Les crumbles de Miss Alfie

Des crumbles de vie, des goûters de petits bonheurs, des repas de petits plaisirs...

samedi 25 août 2007

Balais et Compagnie XV

Balais_et_Compagnie15

Tandis que nos cafés arrivaient, Franck poursuivit son récit. Le restaurant était toujours aussi désertique, et je commençais à penser que le choix de mon compagnon n’avait pas été anodin. Aucune table n’était occupée dans les parages, personne ne pouvait nous entendre, la discrétion semblait assurée. Peut-être même plus qu’à son bureau… Qui sait…
- Lorsque nous habitions en Afrique, mes parents recevaient régulièrement des diplomates français et étrangers lors de réception auxquelles nous pouvions assister, avec mes deux frères, à condition d’être sages et de rester discrets. C’était pour nous l’occasion de laisser traîner nos oreilles et de tenter de comprendre ce qui se tramait dans les couloirs, à l’écart des discussions officielles.
« C’est ainsi qu’un soir, mon plus jeune frère m’a fait signe de le rejoindre. Il était installé sur le balcon qui faisait le tour de la maison, caché derrière l’une de ces plantes vertes envahissante que ma mère aimait tant et que nous avons bénis ce soir-là. De l’autre côté, des voix sortaient du bureau de notre père. Nous avons reconnu la sienne, bien évidemment, ainsi que deux autres voix masculines appartenant à deux directeurs de société avec qui mon père travaillait régulièrement.
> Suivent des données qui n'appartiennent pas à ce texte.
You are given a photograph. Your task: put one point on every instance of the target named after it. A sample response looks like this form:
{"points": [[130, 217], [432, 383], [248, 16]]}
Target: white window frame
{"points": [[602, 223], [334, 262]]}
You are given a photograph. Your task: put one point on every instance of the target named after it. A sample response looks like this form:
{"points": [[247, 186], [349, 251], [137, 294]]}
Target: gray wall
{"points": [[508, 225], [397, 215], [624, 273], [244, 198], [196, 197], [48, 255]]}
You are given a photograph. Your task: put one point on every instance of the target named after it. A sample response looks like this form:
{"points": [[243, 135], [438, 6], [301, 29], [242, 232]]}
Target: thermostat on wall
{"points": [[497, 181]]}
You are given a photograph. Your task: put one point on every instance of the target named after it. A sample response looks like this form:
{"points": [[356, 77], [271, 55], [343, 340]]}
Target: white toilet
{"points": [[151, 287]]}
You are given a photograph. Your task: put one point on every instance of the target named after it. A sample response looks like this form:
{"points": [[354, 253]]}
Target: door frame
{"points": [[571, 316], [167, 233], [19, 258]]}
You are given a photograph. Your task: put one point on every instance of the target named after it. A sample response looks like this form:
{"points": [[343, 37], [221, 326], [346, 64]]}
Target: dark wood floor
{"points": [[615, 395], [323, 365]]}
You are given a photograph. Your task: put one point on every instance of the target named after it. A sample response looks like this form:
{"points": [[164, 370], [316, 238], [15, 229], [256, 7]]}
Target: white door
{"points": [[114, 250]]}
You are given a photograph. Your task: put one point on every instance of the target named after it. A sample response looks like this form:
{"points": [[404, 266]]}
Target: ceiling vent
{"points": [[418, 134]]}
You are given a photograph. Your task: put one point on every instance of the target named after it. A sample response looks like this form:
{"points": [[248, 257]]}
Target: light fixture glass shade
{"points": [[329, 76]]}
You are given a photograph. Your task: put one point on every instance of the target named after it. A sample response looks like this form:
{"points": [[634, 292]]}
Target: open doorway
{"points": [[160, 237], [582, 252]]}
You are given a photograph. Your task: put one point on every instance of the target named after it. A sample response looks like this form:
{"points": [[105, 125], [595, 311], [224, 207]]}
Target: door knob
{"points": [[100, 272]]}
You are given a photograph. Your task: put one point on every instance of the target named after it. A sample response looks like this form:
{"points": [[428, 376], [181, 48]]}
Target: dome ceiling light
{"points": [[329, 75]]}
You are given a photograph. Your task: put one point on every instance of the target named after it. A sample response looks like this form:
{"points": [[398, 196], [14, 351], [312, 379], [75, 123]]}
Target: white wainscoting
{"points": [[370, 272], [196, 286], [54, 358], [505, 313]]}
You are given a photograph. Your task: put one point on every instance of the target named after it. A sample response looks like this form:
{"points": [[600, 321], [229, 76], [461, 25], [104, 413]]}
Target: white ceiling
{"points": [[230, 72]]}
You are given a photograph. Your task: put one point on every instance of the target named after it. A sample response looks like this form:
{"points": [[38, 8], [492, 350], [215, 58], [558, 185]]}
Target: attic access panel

L’échange portait sur la sortie du pays de deux jeunes filles de la ville qui travaillaient chez ces deux hommes. Leur contrat ici était terminé, et ils souhaitaient les ramener avec eux en France. Ils sollicitaient mon père qui travaillait dans une société de transport maritime pour qu’il fasse passer les jeunes filles dans l’un des prochains convois. Je savais mon père honnête, et il refusa aux hommes ce service, malgré la grosse somme d’argent qui lui était offerte. Mon frère et moi, nous retenions notre respiration, incrédules. Les deux hommes avaient expliqué qu’une fois en France, ils obtiendraient un titre de séjour pour leurs domestiques, car c’est ainsi qu’ils les appelaient, et pourraient leur trouver un travail rapidement. Ce à quoi mon père avait répliqué qu’il connaissait les magouilles qui existaient, que jamais elles n’obtiendraient de papiers et qu’elles n’auraient que le droit de travailler et de se taire, et que de ce fait, il refusait tout net. Les deux hommes se sont fâchés et ont menacés mon père de représailles s’il parlait.
« Quelques jours plus tard, notre voiture a été incendiée. Ensuite, c’est la maison qui a été cambriolée, sans que rien ne soit volé. On ne nous faisait jamais de mal, mais il fallait nous faire peur pour que nous tenions notre langue. L’atmosphère devenant de plus en plus étouffante, ma mère profita de mon retour en France pour rentrer avec mes deux frères. Mon père avait choisi de rester quelques mois de plus, le temps de finaliser le projet sur lequel il travaillait, avant de venir nous rejoindre. Hélas, il n’est jamais monté dans son avion, sa voiture ayant explosé sur le chemin de l’aéroport. Quelques jours plus tard, un paquet arriva au domicile de ma mère. Il avait été posté par mon père quelques jours avant son retour. Il lui expliquait qu’il craignait de ne pas arriver en France mais qu’il espérait que l’un d’entre nous pourrait poursuivre son combat.
« Après un mini conseil de famille, nous décidâmes d’étudier tous ensemble les documents contenus dans le colis avant de les ranger dans un endroit secret. Il y avait la liste des diplomates ayant fait appel à sa société pour des transports « d’objets vivants » ainsi que c’était indiqué, les sommes versées à cette occasion, et quelques enregistrements audio réalisés par mon père au cours de ses derniers mois. Il en était convaincu : rares étaient ceux qui rentraient en France sans ramener un souvenir vivant d’Afrique dans leurs bagages pour améliorer leur quotidien…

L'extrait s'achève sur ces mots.